On June 28, 2021, the statewide indoor masking order expired. At that time, the vast majority of businesses and organizations quickly went mask optional. I distinctly remember feeling like I was at a ReOpen Bucks maskless shopping spree everywhere I went.
Not too long after that, Delta began to take off nationwide. Cases rose steadily throughout July and August, until flat-lining at the beginning of September, where they would remain flat until the winter surge began in late November.
Miraculously, while COVID cases climbed steadily over the summer, the hospitals were completely unaffected by it.
Between July 2 and September 3, 2021, the average number of daily Bucks County COVID cases increased by 2033%, from 7 to 149.3. Average Bucks County Hospitalizations, however, decreased by 3.3% during that timeframe.
Obviously Brexler, Dr. Levy, and all the other hospital executives knew about this summer data. They knew that the end of the indoor mask mandate did not impact hospitals at all (despite surging COVID cases). Yet they still absurdly claimed that maskless school children would overwhelm hospitals. It’s so stunningly embarrassing and devoid of logic that I find myself amazed anyone on Team Apocalypse can still listen to these frauds.
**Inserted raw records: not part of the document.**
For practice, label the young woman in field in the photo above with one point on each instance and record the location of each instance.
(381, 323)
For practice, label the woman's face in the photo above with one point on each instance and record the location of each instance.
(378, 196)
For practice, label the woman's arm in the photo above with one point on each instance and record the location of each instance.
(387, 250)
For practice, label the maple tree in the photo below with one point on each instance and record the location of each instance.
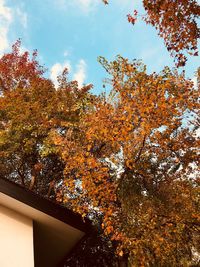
(176, 22)
(129, 161)
(133, 165)
(31, 108)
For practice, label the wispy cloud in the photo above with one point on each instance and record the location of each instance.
(23, 18)
(57, 69)
(10, 17)
(80, 73)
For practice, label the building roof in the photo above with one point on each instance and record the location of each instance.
(56, 229)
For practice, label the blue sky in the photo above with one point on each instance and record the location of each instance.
(74, 33)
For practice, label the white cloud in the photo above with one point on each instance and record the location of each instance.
(57, 69)
(80, 74)
(23, 18)
(6, 17)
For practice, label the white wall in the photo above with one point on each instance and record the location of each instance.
(16, 239)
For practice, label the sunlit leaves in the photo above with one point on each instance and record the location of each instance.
(177, 24)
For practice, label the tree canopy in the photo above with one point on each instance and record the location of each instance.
(176, 22)
(128, 160)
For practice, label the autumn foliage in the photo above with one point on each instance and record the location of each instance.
(176, 22)
(128, 160)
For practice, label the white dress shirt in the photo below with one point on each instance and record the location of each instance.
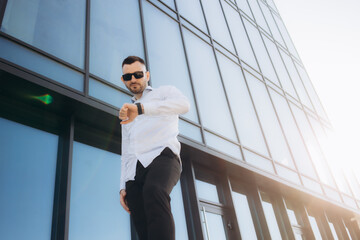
(148, 134)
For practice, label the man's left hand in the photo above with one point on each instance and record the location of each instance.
(128, 113)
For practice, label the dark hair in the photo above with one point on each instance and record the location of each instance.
(132, 59)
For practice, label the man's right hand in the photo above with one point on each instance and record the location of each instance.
(122, 200)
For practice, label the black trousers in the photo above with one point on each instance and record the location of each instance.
(148, 197)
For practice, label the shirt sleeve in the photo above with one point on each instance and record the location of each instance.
(173, 103)
(124, 155)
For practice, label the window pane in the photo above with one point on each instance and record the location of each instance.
(248, 127)
(244, 219)
(312, 145)
(114, 37)
(107, 94)
(258, 14)
(40, 64)
(222, 145)
(191, 10)
(95, 211)
(53, 26)
(216, 22)
(280, 67)
(271, 22)
(315, 227)
(213, 230)
(27, 180)
(177, 209)
(273, 133)
(208, 87)
(310, 89)
(286, 36)
(270, 218)
(244, 6)
(238, 33)
(260, 52)
(166, 54)
(207, 191)
(292, 134)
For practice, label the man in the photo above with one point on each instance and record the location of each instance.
(150, 165)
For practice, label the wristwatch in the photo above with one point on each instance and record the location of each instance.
(139, 108)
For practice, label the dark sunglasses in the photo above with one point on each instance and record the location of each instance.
(137, 75)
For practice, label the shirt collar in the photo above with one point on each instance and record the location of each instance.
(146, 90)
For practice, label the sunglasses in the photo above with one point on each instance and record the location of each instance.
(137, 75)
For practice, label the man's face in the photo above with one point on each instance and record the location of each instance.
(136, 86)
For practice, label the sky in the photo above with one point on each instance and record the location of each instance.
(326, 34)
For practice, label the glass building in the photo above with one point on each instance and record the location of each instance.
(254, 144)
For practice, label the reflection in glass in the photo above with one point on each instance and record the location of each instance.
(312, 145)
(238, 33)
(107, 94)
(40, 64)
(270, 217)
(115, 33)
(95, 211)
(177, 209)
(292, 134)
(50, 25)
(258, 14)
(240, 102)
(207, 191)
(191, 10)
(166, 55)
(244, 219)
(213, 226)
(260, 52)
(216, 22)
(27, 180)
(208, 87)
(222, 145)
(273, 133)
(315, 227)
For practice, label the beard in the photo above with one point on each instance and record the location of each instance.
(139, 88)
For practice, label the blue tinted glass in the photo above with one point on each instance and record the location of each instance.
(258, 161)
(189, 130)
(95, 210)
(207, 191)
(166, 55)
(238, 33)
(40, 64)
(51, 25)
(107, 94)
(27, 178)
(296, 80)
(191, 10)
(115, 33)
(248, 127)
(208, 88)
(217, 25)
(222, 145)
(258, 14)
(291, 131)
(244, 219)
(260, 52)
(273, 133)
(177, 209)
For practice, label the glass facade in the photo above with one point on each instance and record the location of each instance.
(256, 121)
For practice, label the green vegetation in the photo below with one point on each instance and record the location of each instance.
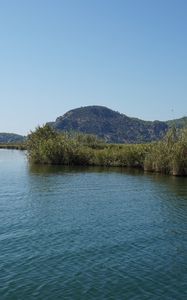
(16, 146)
(11, 138)
(169, 156)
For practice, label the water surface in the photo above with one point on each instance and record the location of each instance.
(90, 233)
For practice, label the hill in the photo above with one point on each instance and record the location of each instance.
(8, 138)
(113, 126)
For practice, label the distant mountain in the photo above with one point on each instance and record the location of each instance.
(113, 126)
(8, 138)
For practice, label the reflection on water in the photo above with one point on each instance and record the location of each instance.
(90, 233)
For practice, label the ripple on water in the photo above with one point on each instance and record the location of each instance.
(90, 234)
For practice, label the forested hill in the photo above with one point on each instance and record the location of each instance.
(112, 126)
(8, 138)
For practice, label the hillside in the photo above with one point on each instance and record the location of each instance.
(8, 138)
(113, 126)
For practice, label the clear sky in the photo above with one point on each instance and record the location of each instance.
(56, 55)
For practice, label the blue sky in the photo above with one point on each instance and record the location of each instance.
(128, 55)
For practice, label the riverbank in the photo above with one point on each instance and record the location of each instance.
(13, 146)
(169, 156)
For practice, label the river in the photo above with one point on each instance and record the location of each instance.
(90, 233)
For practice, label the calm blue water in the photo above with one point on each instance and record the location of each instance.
(90, 233)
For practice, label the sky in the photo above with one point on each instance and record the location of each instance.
(57, 55)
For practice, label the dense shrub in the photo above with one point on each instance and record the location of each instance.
(168, 156)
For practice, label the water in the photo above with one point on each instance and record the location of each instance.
(88, 233)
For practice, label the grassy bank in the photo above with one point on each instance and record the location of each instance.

Either way, it should be reassuring to everyone to know that the hospitals were just fine following the end of the statewide indoor mask mandate, so they’ll be fine now that 76% of Bucks County schools are mask optional, too.
The Bottom Line
There’s no question that we’re in for quite a ride when it comes to COVID. If neighboring New York and New Jersey are any indication, we are just at the beginning of what will be a massive case surge over the next few weeks.
Fortunately, these massive surges appear to bring a much milder disease associated with the Omicron variant, as hospitalizations and deaths are not increasing in such a dramatic way.
I know that many Bucks Countians are very nervous about what is to come, but the data from HHS gives us good reason to be optimistic. From a volume perspective, the load being placed on Bucks County hospitals has been steady and manageable. Emergency Room and Urgent Care wait times will continue to be an issue until the staffing crisis abates, which probably won’t happen until after the United States Supreme Court strikes down the CMS vaccine mandate for healthcare workers and the hospitals return some level of normalcy to their operations. While we wait for that to happen, we can depend on the existing healthcare infrastructure to get us through this Winter no matter what COVID or any other disease may bring.
I want to end with a tweet I saw today, which is what actually spawned me to write this article.
Jackson Health is down in Florida, and they caught me by surprise because I guess that I’m just not used to hearing anything positive or hopeful come from a healthcare organization. Here in Bucks County, we never get much in the way of “good” news from our healthcare entities.
I’ve been tracking the HHS Hospital Utilization data (along with tons of other data that I keep regular tabs on) for months. Along the way, I’ve formed the insights that I just shared with you in this article. Reading the tweet from Jackson Health made me acutely aware of the fact that nobody in Bucks County has shared anything but dire pessimism when it comes to healthcare.
I found myself wishing that someone here would for once paint a picture that’s hopeful, and I realized that I had already created that picture by tracking and analyzing the data. I just had to write it all down. So I hope this article helps you, too, find some reason for optimism as we head into the New Year.